Graaff-Reinet is the oldest town in the Eastern Cape and the fourth oldest in South Africa. During the seventeenth and eighteenth centuries Dutch Burghers began to leave the Cape area. These Burghers became known as Trek Boers and were noted for their hardy, independent characters, disdain for authority and dislike of taxes.
To keep some control over their subjects, the authorities established in 1786 an administrative centre (Drostdy) in a picturesque setting where the Sundays River flows from the Sneeuberg Mountains. This they named after the Governor and his wife Reinet.

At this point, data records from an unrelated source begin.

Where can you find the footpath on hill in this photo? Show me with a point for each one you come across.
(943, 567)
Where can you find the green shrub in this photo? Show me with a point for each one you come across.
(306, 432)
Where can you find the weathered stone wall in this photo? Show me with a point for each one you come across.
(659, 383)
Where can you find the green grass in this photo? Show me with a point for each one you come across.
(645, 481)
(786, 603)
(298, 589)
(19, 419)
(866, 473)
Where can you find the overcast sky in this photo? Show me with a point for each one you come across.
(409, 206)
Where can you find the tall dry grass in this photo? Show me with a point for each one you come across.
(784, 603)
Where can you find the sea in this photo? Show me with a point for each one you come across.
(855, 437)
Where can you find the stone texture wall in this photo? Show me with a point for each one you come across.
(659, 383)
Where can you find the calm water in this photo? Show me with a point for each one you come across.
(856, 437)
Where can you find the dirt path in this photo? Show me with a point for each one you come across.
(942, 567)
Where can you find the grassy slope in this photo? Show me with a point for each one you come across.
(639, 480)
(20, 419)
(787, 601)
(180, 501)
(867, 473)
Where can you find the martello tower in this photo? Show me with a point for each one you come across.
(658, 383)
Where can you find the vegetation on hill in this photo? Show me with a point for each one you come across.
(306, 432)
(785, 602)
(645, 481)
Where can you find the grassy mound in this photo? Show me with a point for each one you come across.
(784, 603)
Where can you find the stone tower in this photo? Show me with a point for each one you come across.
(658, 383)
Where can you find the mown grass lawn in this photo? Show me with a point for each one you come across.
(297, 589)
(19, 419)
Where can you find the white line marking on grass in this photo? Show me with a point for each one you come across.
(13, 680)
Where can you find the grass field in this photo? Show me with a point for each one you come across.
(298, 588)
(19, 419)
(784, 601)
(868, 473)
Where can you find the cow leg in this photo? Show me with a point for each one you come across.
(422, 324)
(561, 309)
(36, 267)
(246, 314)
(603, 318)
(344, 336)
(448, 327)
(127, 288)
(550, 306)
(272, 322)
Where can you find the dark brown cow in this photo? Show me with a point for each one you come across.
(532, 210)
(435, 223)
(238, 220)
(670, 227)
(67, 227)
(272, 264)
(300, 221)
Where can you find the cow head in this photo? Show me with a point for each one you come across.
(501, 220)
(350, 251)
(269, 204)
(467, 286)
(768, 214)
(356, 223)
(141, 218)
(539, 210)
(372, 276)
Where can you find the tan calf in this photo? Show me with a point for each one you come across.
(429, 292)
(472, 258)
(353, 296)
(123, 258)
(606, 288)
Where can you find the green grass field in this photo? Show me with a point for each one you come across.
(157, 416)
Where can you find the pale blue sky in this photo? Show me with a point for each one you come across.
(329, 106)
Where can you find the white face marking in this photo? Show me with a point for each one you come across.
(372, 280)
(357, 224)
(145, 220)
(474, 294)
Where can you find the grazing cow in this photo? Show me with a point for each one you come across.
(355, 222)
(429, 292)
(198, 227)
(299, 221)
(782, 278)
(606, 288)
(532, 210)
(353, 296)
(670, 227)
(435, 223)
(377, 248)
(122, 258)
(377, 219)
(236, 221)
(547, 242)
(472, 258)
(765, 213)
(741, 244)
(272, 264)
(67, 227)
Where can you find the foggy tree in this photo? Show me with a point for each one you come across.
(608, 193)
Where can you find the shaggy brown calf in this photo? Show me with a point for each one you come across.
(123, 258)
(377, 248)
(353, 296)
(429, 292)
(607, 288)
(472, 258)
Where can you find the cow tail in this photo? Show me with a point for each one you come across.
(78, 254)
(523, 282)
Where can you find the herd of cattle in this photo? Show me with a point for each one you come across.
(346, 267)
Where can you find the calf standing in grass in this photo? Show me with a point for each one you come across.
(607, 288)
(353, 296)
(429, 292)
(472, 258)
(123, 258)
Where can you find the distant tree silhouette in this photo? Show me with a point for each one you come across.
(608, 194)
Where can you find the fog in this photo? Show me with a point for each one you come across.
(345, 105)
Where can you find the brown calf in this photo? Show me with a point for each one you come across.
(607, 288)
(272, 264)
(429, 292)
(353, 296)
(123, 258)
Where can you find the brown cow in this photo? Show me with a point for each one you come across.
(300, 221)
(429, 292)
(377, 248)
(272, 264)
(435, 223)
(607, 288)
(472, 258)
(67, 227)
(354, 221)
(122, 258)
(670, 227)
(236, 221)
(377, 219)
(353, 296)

In the 1830s there was a mass movement of Boers away from the Colony to the North where they hoped to establish republics where they would be independent. This was the Great Trek which had huge ramifications on the history of South Africa. The majority of those on the Trek came from the Eastern Cape. One of the Graaff-Reinet trekkers, Andries Pretorius commanded the Boers at the Battle of Blood River and later became the first president of the South African Republic. Pretoria, was named after him.

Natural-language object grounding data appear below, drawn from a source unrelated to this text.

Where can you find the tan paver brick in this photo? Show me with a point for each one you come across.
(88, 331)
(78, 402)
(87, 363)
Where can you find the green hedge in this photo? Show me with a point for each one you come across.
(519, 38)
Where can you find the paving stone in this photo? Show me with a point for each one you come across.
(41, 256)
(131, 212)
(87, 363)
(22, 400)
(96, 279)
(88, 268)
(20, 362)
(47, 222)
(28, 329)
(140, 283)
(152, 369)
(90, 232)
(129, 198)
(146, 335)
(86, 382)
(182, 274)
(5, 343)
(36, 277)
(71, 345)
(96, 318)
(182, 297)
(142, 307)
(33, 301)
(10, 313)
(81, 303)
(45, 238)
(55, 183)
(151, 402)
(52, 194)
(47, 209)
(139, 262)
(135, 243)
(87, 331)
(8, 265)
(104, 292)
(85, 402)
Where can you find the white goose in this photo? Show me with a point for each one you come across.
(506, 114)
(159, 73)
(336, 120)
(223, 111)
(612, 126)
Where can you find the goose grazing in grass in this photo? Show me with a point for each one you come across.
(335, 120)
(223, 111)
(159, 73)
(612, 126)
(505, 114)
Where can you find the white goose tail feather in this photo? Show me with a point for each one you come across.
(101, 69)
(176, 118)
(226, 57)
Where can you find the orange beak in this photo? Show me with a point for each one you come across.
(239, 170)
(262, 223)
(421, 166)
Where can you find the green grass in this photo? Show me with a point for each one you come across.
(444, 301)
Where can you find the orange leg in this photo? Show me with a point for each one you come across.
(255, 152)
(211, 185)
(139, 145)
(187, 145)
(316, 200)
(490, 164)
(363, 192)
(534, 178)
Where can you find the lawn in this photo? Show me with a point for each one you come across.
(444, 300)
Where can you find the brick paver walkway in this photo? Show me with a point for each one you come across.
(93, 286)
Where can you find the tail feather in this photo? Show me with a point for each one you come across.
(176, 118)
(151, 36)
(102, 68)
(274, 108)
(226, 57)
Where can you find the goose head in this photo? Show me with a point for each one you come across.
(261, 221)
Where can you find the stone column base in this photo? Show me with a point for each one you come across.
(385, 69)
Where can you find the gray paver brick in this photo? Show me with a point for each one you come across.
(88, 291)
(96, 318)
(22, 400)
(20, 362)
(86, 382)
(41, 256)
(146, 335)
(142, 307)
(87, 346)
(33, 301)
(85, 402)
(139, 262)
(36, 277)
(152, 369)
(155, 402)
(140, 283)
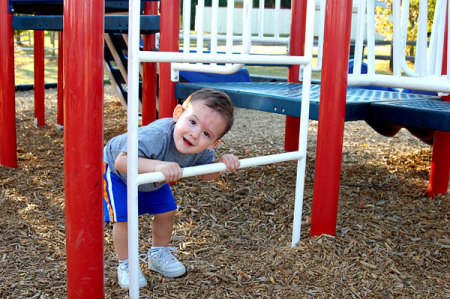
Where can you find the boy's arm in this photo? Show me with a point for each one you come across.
(231, 162)
(171, 170)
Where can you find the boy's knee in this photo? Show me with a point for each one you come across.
(165, 216)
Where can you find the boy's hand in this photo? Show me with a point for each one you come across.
(231, 162)
(171, 170)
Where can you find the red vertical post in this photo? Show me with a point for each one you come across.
(296, 48)
(331, 116)
(149, 80)
(8, 143)
(440, 163)
(170, 27)
(39, 82)
(83, 146)
(60, 112)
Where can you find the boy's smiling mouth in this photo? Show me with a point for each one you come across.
(187, 142)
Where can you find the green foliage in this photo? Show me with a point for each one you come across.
(384, 15)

Graaff-Reinet is the center of Camdeboo Municipality and is built in a “horseshoe” where the Sundays River loops and almost encircles the town.
Graaff-Reinet has one of the most attractive settings of any town in South Africa, mountains on three sides and the flat plains of the Camdeboo to the south. Few towns have conserved their townscape as well as Graaff-Reinet. The town has more protected buildings than any other in South Africa. The most prominent of these is the Dutch Reformed Church which is a Victorian gothic gem. Other notable structures are the Old Drostdy, now the Drostdy Hotel, as well as several splendid examples of Cape Dutch, such as Reinet House, Urquhart House and the old Residency, now part of the Graaff-Reinet Museum.
Since the days of the “Graaff-Reinet Republic” the town has always been in the forefront of historical processes in South Africa. During the guerilla phase of the Anglo Boer War, raiders from the Transvaal and Free State operated widely in the rugged terrain of the area, supported by much of the Afrikaans populace. Many, although subjects of the Queen, took up arms and joined the Boers. They were known as “Cape Rebels”. A large garrison was stationed in Graaff-Reinet to try and quell the situation. Their barracks still exist, now known as the “Royal Walk”. Many of the Cape Rebels were taken prisoner and charged with high treason. A number were shot by firing squad, the most controversial being Gideon Scheepers, a Boer commander, who was executed outside the town near Van Rynevelds Pass. When the then Van Rynevelds Dam (Qweba Dam) was built his grave was covered by the resultant lake.
Robert Sobukwe one of South Africa’s most famous anti apartheid activists hailed from Graaff-Reinet. Best known for founding the Pan African Congress he was imprisoned on Robben Island. Dr Sobukwe is buried in Graaff-Reinet.
Graaff-Reinet is almost surrounded by the Camdeboo National Park. In this park is found one the well-known Valley of Desolation, a dramatic cleft in the ironstone rocks. There are many private game reserves and hunting lodges in the district. The town is also the centre of a sheep farming area well-known for the quality of its wool and its mutton. Karoo Lamb is the finest in the world. Many farms in the area offer farm stays and numerous activities such as hiking, horse riding, quad bikes, hunting, bird viewing and many more.